From: "Burakov, Anatoly" <anatoly.burakov@intel.com>
To: Jerin Jacob Kollanukkaran <jerinj@marvell.com>,
David Marchand <david.marchand@redhat.com>
Cc: dev <dev@dpdk.org>, Thomas Monjalon <thomas@monjalon.net>,
Ben Walker <benjamin.walker@intel.com>
Subject: Re: [dpdk-dev] [EXT] Re: [PATCH] bus/pci: fix IOVA as VA mode selection
Date: Tue, 9 Jul 2019 15:37:05 +0100 [thread overview]
Message-ID: <553b3a91-7458-98d0-9df6-5b53010d326f@intel.com> (raw)

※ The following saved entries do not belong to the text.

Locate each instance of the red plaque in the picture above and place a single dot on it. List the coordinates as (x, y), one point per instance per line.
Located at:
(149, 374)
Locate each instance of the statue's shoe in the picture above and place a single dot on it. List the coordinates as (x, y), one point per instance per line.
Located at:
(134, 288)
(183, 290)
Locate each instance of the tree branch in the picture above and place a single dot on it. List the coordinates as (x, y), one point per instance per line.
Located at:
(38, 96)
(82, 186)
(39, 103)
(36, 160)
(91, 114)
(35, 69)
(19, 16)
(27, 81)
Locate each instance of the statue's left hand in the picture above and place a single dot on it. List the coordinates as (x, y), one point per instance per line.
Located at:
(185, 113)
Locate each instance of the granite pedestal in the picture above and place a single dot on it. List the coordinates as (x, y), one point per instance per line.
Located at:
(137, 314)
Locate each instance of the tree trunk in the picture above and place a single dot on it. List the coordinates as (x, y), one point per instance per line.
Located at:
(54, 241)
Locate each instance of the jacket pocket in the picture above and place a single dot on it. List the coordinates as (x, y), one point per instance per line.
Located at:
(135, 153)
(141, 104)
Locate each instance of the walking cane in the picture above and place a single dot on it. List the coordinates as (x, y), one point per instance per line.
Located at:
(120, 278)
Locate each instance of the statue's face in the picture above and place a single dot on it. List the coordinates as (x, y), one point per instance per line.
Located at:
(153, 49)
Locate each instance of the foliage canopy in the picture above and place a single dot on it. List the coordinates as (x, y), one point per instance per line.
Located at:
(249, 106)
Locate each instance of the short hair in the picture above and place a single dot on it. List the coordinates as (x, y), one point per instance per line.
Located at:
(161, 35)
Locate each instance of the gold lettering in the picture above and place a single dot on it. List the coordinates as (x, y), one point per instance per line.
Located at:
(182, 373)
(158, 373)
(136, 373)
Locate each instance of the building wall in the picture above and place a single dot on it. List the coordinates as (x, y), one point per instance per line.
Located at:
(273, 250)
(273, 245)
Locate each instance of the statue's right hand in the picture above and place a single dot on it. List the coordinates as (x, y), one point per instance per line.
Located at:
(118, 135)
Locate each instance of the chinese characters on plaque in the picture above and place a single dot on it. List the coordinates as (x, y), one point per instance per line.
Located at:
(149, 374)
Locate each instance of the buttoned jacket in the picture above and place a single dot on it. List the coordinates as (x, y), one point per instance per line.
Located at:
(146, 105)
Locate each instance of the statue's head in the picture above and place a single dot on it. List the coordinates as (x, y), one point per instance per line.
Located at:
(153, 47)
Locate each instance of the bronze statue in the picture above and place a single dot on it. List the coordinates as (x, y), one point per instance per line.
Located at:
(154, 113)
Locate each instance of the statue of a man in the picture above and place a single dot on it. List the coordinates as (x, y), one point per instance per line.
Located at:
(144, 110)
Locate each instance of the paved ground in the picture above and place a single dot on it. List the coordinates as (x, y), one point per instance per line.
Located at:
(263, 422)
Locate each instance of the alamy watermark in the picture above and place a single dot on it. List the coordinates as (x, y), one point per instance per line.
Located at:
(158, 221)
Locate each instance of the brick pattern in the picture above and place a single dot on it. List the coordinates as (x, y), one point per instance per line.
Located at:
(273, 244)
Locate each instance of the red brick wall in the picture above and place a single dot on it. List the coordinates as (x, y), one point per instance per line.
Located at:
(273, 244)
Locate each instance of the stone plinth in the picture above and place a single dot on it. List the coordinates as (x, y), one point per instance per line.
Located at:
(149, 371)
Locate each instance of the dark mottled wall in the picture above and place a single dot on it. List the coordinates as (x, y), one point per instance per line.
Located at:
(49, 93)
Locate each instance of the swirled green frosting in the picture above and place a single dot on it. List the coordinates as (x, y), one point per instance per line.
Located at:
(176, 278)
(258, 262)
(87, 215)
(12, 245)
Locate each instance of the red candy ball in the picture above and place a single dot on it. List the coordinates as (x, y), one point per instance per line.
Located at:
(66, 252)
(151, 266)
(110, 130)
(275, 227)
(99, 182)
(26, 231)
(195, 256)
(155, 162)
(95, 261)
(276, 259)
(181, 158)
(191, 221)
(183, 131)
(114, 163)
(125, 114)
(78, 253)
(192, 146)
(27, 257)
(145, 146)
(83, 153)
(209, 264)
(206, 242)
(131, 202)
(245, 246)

In-Reply-To: <BYAPR18MB24245E21BD5A109E795C0FE5C8F10@BYAPR18MB2424.namprd18.prod.outlook.com>
On 09-Jul-19 3:00 PM, Jerin Jacob Kollanukkaran wrote:
>> -----Original Message-----
>> From: Burakov, Anatoly <anatoly.burakov@intel.com>
>> Sent: Tuesday, July 9, 2019 7:00 PM
>> To: Jerin Jacob Kollanukkaran <jerinj@marvell.com>; David Marchand
>> <david.marchand@redhat.com>
>> Cc: dev <dev@dpdk.org>; Thomas Monjalon <thomas@monjalon.net>; Ben
>> Walker <benjamin.walker@intel.com>
>> Subject: Re: [EXT] Re: [dpdk-dev] [PATCH] bus/pci: fix IOVA as VA mode
>> selection
>>
>> On 09-Jul-19 1:11 PM, Jerin Jacob Kollanukkaran wrote:
>>>> -----Original Message-----
>>>> From: Burakov, Anatoly <anatoly.burakov@intel.com>
>>>> Sent: Tuesday, July 9, 2019 5:10 PM
>>>> To: Jerin Jacob Kollanukkaran <jerinj@marvell.com>; David Marchand
>>>> <david.marchand@redhat.com>
>>>> Cc: dev <dev@dpdk.org>; Thomas Monjalon <thomas@monjalon.net>;
>> Ben
>>>> Walker <benjamin.walker@intel.com>
>>>> Subject: Re: [EXT] Re: [dpdk-dev] [PATCH] bus/pci: fix IOVA as VA
>>>> mode selection
>>>>>>> ________________________________________
>>>>>>>
>>>>>>> On Mon, Jul 8, 2019 at 4:25 PM <mailto:jerinj@marvell.com> wrote:
>>>>>>> From: Jerin Jacob <mailto:jerinj@marvell.com>
>>>>>>>
>>>>>>> Existing logic fails to select IOVA mode as VA if driver request
>>>>>>> to enable IOVA as VA.
>>>>>>>
>>>>>>> IOVA as VA has more strict requirement than other modes, so
>>>>>>> enabling positive logic for IOVA as VA selection.
>>>>>>>
>>>>>>> This patch also updates the default IOVA mode as PA for PCI
>>>>>>> devices as it has to deal with DMA engines unlike the virtual
>>>>>>> devices that may need only IOVA as DC.
>>>>>>>
>>>>>>> We have three cases:
>>>>>>> - driver/hw supports IOVA as PA only
>>>>>>>
>>>>>>> [Jerin] It is not driver cap, it is more of system cap(IOMMU vs
>>>>>>> non IOMMU). We are already addressing that case
>>>>>>
>>>>>> I don't get how this works. How does "system capability" affect
>>>>>> what the device itself supports? Are we to assume that *all*
>>>>>> hardware support IOVA as VA by default? "System capability" is more
>>>>>> of a bus issue than an individual device issue, is it not?
>>>>>
>>>>> What I meant is, supporting VA vs PA is function of IOMMU(not the
>>>>> device
>>>> attribute).
>>>>> Ie. Device makes the bus master request, if IOMMU available and
>>>>> enabled in the SYSTEM , It goes over IOMMU and translate the IOVA
>>>>> to
>>>> physical address.
>>>>>
>>>>> Another way to put is, Is there any _PCIe_ device which
>>>>> need/requires RTE_PCI_DRV_NEED_IOVA_AS_PA in
>>>>> rte_pci_driver.drv_flags
>>>>>
>>>>>
>>>>
>>>> Previously, as far as i can tell, the flag was used to indicate
>>>> support for IOVA as VA mode, not *requirement* for IOVA as VA mode.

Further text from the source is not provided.